Facing Medical Debt in New York? 11 Good Medical Debt Protection Laws

  • Hospitals may not charge uninsured patients with income under 300% of the federal poverty level more than what the hospitals receive from Medicare, Medicaid, or the highest volume payer for that hospital.
  • New York requires hospitals to use a written financial assistance policy that sets forth a sliding scale and discount rates.
  • Patients with income under the federal poverty threshold may only be liable for a nominal amount, while those patients with 100% to 150% of the poverty level may only be required to pay up to 20% of the amount paid by insurers.
  • Hospitals must provide for payment plans with payments not to exceed 10% of the patient's gross monthly income and for which interest is limited to the rate on a 90-day Treasury bill plus 0.5%.
  • New York hospitals may not send collection letters directly to patients who are in the process of applying for Medicaid or other financial assistance.
  • New York hospitals must provide a 30-day notice to patients before referring the bill to a debt collector.
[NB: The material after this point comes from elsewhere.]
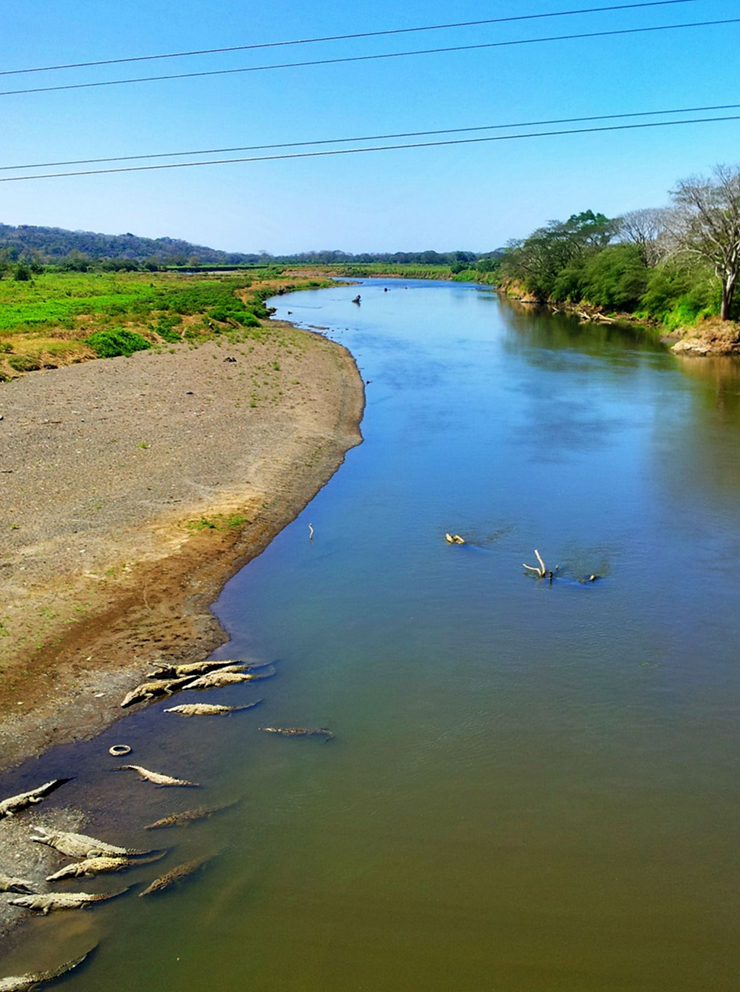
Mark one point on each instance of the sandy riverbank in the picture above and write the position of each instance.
(132, 489)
  • A hospital may not foreclose on a patient's home but may place a lien on it.
  • Debt collectors must obtain the hospital's consent before commencing a lawsuit to collect the medical debt.
  • Collectors must follow the hospital's financial assistance policies and provide information on such policies.
  • Hospitals must provide notices of their financial assistance policies.
  • New York hospitals that receive state charities are prohibited from engaging in discriminatory pricing practices.

This bulleted list was derived from N.Y. Pub. Health Law § 2807 and National Consumer Law Center, Collection Actions (2d ed. 2011).